Gomez was immediately arrested and strip searched. About one hour later, Special Agent Paul Pace of the Drug Enforcement Agency (“DEA”) arrived on the scene. Inspector Espinoza acted as an interpreter. Despite receiving a Miranda warning in Spanish, Gomez elected to speak. Contrary to his former statement to Inspector Little, Gomez told Pace that he did not know about the hidden compartment because the suitcase belonged to a stranger at the Bogota airport who had given him $1000 to carry it from Bogota to Sydney. He added that he had forgotten the stranger’s name.

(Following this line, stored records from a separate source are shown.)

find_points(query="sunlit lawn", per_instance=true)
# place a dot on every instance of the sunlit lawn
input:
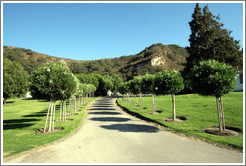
(201, 112)
(23, 117)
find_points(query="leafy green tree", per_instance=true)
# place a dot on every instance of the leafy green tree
(89, 79)
(116, 80)
(104, 85)
(135, 87)
(209, 40)
(15, 79)
(211, 78)
(53, 81)
(169, 82)
(148, 87)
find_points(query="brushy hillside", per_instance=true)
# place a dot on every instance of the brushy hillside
(150, 60)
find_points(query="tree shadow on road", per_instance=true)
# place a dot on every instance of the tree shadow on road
(18, 123)
(110, 119)
(131, 128)
(105, 113)
(95, 109)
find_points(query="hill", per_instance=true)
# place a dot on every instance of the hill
(151, 59)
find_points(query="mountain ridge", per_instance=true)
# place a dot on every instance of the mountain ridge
(150, 60)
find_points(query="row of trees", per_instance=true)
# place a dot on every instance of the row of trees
(55, 81)
(209, 78)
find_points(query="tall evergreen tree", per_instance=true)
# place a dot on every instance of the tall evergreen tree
(209, 40)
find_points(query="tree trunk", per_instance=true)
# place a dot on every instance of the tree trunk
(153, 103)
(140, 101)
(53, 125)
(47, 117)
(220, 114)
(174, 111)
(4, 101)
(51, 113)
(75, 105)
(65, 109)
(60, 110)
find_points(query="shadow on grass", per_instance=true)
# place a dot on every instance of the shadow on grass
(9, 102)
(105, 113)
(94, 109)
(37, 114)
(17, 123)
(100, 106)
(131, 128)
(110, 119)
(16, 126)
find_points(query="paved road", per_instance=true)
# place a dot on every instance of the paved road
(111, 136)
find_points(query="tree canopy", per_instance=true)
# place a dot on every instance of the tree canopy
(15, 79)
(168, 82)
(209, 40)
(54, 80)
(211, 78)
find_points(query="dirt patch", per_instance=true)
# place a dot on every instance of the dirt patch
(6, 153)
(156, 112)
(178, 119)
(229, 131)
(22, 134)
(41, 131)
(64, 120)
(73, 114)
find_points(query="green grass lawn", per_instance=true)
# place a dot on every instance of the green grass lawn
(201, 112)
(23, 117)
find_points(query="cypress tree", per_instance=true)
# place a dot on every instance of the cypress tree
(209, 40)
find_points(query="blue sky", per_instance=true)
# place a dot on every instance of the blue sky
(93, 31)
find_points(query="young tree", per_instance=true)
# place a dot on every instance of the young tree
(169, 82)
(211, 78)
(135, 87)
(148, 87)
(15, 79)
(123, 89)
(53, 81)
(209, 40)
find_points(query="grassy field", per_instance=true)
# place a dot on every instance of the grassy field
(201, 112)
(23, 117)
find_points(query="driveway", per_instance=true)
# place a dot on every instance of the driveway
(109, 135)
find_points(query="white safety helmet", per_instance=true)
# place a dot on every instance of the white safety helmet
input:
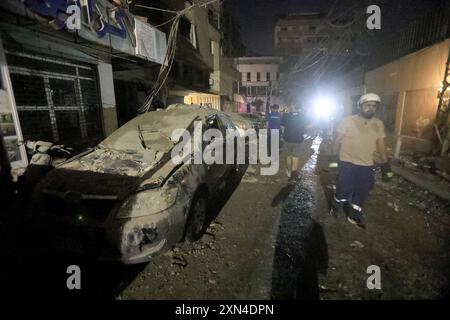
(369, 97)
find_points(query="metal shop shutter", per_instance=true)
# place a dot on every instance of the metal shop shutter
(57, 100)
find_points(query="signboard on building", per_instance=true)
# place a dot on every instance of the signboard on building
(145, 40)
(101, 22)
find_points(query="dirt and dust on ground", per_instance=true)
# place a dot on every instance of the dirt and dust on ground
(272, 240)
(268, 240)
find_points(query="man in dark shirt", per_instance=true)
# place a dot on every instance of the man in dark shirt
(6, 184)
(274, 118)
(293, 126)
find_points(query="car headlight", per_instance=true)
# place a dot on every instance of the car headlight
(147, 202)
(240, 131)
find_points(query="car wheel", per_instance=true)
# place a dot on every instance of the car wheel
(197, 218)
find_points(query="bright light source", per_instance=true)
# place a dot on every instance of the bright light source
(323, 107)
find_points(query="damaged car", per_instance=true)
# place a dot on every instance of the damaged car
(126, 199)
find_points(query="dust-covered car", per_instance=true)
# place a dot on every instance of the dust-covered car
(126, 199)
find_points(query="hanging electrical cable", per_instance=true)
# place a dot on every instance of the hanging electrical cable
(166, 66)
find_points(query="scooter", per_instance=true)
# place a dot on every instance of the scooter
(44, 156)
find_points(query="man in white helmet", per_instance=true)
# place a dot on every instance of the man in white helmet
(357, 138)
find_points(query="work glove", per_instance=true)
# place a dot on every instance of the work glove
(386, 172)
(333, 161)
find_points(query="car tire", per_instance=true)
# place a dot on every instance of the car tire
(197, 218)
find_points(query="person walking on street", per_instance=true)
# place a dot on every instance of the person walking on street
(273, 123)
(293, 127)
(357, 138)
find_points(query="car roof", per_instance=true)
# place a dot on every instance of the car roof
(163, 121)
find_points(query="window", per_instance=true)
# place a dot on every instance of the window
(193, 36)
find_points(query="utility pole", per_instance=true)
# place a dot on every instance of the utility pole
(442, 119)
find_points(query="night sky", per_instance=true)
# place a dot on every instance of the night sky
(257, 17)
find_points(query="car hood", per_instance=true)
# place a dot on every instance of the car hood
(106, 174)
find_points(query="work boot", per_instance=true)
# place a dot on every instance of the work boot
(355, 217)
(294, 176)
(334, 211)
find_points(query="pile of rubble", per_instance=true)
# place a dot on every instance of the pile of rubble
(403, 191)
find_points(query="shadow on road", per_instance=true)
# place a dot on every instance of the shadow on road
(301, 250)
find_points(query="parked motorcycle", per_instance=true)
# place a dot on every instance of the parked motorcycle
(44, 156)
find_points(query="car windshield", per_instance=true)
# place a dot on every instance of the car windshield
(152, 130)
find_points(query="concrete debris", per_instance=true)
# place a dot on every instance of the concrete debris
(394, 206)
(356, 244)
(249, 180)
(326, 289)
(251, 169)
(179, 261)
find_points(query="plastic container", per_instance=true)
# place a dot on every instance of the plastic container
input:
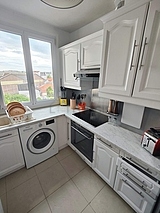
(82, 105)
(21, 118)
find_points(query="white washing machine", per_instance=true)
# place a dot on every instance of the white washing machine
(39, 141)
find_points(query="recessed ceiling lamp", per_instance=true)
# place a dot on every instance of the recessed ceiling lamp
(62, 4)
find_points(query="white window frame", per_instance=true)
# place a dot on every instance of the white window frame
(25, 35)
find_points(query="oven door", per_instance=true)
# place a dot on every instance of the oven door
(83, 140)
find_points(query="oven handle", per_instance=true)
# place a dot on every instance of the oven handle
(132, 187)
(81, 133)
(129, 173)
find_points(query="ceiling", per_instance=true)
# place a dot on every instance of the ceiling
(67, 19)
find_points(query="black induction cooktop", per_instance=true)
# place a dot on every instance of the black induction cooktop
(92, 117)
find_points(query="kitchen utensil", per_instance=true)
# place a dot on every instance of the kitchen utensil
(151, 141)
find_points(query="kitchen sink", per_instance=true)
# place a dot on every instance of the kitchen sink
(4, 121)
(92, 117)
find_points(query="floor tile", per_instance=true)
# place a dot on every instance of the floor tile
(73, 164)
(89, 183)
(24, 197)
(2, 186)
(45, 164)
(53, 178)
(4, 202)
(64, 153)
(108, 201)
(67, 199)
(43, 207)
(15, 179)
(88, 209)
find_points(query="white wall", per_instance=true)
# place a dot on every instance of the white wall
(86, 30)
(8, 17)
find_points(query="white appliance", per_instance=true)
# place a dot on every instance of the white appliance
(39, 141)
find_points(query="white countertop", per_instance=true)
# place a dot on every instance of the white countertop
(127, 141)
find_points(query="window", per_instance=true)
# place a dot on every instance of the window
(27, 73)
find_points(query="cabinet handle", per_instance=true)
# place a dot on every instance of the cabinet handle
(68, 131)
(104, 142)
(135, 45)
(78, 64)
(132, 187)
(145, 43)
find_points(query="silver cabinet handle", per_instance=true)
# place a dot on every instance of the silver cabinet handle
(141, 63)
(81, 133)
(104, 142)
(132, 187)
(135, 45)
(132, 177)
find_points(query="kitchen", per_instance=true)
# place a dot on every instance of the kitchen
(150, 116)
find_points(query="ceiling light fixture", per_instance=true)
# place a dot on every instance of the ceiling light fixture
(62, 4)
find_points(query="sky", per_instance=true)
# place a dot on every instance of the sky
(12, 58)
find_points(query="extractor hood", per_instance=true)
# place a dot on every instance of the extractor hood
(87, 73)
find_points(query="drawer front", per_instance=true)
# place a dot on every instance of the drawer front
(142, 180)
(133, 195)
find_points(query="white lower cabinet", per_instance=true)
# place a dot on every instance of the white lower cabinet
(11, 157)
(104, 163)
(133, 195)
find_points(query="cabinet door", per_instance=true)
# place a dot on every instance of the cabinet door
(62, 129)
(147, 84)
(122, 40)
(11, 157)
(71, 64)
(133, 195)
(104, 162)
(91, 52)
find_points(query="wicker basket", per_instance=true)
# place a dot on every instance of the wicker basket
(21, 118)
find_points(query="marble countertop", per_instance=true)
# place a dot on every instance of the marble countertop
(125, 140)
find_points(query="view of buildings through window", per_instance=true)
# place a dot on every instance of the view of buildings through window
(14, 74)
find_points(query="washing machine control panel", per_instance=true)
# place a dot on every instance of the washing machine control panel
(40, 124)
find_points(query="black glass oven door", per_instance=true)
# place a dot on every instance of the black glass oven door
(83, 140)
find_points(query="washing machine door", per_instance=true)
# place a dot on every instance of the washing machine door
(40, 141)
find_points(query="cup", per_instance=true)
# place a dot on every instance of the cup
(72, 103)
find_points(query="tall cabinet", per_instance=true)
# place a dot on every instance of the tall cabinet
(147, 80)
(82, 54)
(130, 66)
(71, 64)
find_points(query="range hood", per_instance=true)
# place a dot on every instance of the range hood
(87, 73)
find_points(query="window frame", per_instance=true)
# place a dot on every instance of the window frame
(25, 35)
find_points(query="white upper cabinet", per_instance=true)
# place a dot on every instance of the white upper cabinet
(122, 39)
(147, 83)
(91, 52)
(82, 54)
(71, 64)
(130, 69)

A jury convicted Gomez for possessing cocaine with intent to distribute, in violation of 21 U.S.C. § 841(a)(1). Gomez argues on appeal that the district court improperly admitted testimony regarding the drug courier profile, and expert testimony regarding his intent to distribute the cocaine.

II

Gomez first challenges the admissibility of Inspector Espinoza’s testimony concerning his statements to the other Customs inspectors that Gomez fit the drug courier *499profile. Because the objections raised at trial are relevant to our standard of review, we reproduce the testimony in full:

Prosecutor: What did you tell Inspector Zito or Inspector Little or any of the others about—
Defense: Objection. Calling for hearsay.
Prosecutor: Your Honor.
The Court: Ladies and gentlemen. I permit this, which the law says I can, but only on the question of what was in the inspector’s — those ones he told whatever he told to — mind at the time they carried on their activities.
Now it is hearsay, the defendant wasn’t there, but we do permit hearsay to be passed from one law enforcement officer to another, and this is appropriate, so the objection is overruled.
With that instruction that you can consider only as to what the inspectors had in their mind when, and if, anything further happened in the presence of the defendant. With that instruction, objection overruled.
Prosecutor: Inspector] Espinoza, what did you say to the other inspectors about the defendant?
Espinoza: I instructed the inspectors to watch out for Mr. Gomez.
Prosecutor: Did you give them any particulars?
Espinoza: Yes, I did. I told them that in the past that we’ve intercepted cocaine couriers with the same—
Defense: Objection, your Honor. Move to strike. Rule 4[0]4(b) objection.
The Court: Same ruling. Overruled. Let’s have a continuing objection. Continue. Overruled.
Prosecutor: Thank you, your Honor. I would appreciate it.
The Court: My instruction to the Jury, which I gave you, is to only determine what the inspectors who may have had further contact with the defendant, and we’ll see about that. Otherwise, I’ll strike it. But only with respect to what they had in their mind when they had further contact with the defendant. I’m talking about the people [Espinoza] talked to. All right? Got it? With that instruction, objection overruled.
Prosecutor: What did you tell them, Inspector?
Espinoza: I told them to look out after Mr. Gomez, because in the past we’ve had the same type of narcotics couriers with the same MO that Mr. Gomez had: Cash ticket, in transit, in transit without a [United States] Visa, to Australia, with one or more pieces of checked luggage.
Prosecutor: You said ‘MO’; what did you mean by that?
Espinoza: The same — his profile, same cash ticket.
The Court: MO, Modus Operandi?
Espinoza: Yes.
The Court: That's what he asked you.
Prosecutor: What did you mean when you said with the same MO?”
Espinoza: Well, in the past we’ve had the same type of narcotics carriers coming from Colombia.
Prosecutor: Going in transit to Australia?
Espinoza: Yeah.

Reporter’s Transcript at 40-42.

A

Gomez’s central claim on appeal is that Espinoza’s testimony regarding the drug courier profile was unfairly prejudicial and thus inadmissible under Federal Rule of Evidence 403.1 However, he has not properly preserved that claim for review. As the transcript indicates, Gomez objected on two grounds: (1) inadmissible hearsay, see Fed.R.Evid. 802, and (2) improper character evidence, see Fed.R.Evid. 404(b).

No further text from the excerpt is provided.